Tom Metcalfe
- Full name: Thomas Charles Metcalfe
- Date of birth: 13 May 1909
- Place of birth: Invercargill, New Zealand
- Date of death: 26 May 1969 (aged 60)
- Place of death: Dunedin, New Zealand
- Height: 1.80 m (5 ft 11 in)
- Weight: 87 kg (192 lb)

Rugby union career
- Position(s): Loose forward

International career
- Years: Team / Apps / (Points)
- 1931–32: New Zealand / 2 / (0)

= Tom Metcalfe =

Thomas Charles Metcalfe (13 May 1909 — 26 May 1969) was a New Zealand rugby union international.

Born in Invercargill, Metcalfe played with the city's Pirates club and made a total of 63 appearances for Southland in representative rugby. He was captain of the Southland team which defeated the touring Wallabies in 1931.

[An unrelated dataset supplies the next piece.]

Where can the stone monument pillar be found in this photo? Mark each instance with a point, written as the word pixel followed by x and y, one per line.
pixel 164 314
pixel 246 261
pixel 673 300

Metcalfe, a loose forward, was capped twice by the All Blacks during the early 1930s. He debuted in the back row against the Wallabies at Eden Park in 1931, which was the last occasion that the All Blacks packed a 2–3–2 scrum in a Test match. The following year, Metcalfe was on the tour of Australia, where he played in the 1st Test in Sydney.